Son déclin durera, aussi, moins de dix ans. A la faillite politique succède l’échec personnel. Le chantre du vrai socialisme, les pieds ancrés dans les réalités, défraie la chronique pour ses mandats publics, dont il abuserait pour son enrichissement personnel. Il claque toutes les portes, tente de se faire oublier. Raté : une sordide histoire de chantage par une ancienne maîtresse écorne à nouveau son image. Steve Stevaert est alors pris à son propre piège. Car son envol, il le doit en grande partie à son sens inné de la communication politique, dont il a cassé bien des codes. Doué, il a très vite pris goût à la lumière et cultivé jusqu’à l’excès son appétit des médias. Lorsqu’il a voulu retourner dans l’ombre, il était trop tard.
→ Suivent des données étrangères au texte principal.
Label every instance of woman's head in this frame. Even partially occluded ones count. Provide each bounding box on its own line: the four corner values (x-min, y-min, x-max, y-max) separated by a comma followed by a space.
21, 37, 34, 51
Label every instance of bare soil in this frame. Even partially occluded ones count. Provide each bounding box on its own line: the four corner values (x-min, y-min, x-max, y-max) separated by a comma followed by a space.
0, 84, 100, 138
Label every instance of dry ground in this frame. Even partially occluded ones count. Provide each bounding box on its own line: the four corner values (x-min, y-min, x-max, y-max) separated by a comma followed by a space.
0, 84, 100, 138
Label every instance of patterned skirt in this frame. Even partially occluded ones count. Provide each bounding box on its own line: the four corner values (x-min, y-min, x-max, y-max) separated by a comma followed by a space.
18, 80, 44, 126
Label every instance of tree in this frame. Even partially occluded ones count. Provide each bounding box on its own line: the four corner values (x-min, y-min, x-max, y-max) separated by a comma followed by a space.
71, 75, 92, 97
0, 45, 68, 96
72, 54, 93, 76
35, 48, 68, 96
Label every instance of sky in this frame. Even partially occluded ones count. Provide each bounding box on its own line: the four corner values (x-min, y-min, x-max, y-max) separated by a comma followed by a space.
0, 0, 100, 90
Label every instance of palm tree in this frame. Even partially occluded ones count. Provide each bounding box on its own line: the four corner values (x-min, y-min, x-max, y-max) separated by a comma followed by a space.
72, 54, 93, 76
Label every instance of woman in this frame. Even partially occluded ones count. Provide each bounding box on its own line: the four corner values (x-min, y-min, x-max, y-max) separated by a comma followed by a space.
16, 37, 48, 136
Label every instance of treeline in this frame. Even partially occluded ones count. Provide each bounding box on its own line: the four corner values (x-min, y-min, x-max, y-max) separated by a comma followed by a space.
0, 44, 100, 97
Il a dû le comprendre, une dernière fois, ce jeudi. L’annonce de son renvoi devant le tribunal correctionnel pour des faits de viol et d’attentat à la pudeur allait ruiner, peut-être à tout jamais, sa réputation. Toujours présumé innocent, Steve Stevaert n’a pas voulu se lancer dans un dernier combat, sa défense. Il part entouré d’un grand respect pour ses qualités politiques, mais aussi d’un malaise à l’égard de sa personnalité.

>>> A lire aussi: le choix de Steve Stevaert, après son renvoi en justice (abonnés)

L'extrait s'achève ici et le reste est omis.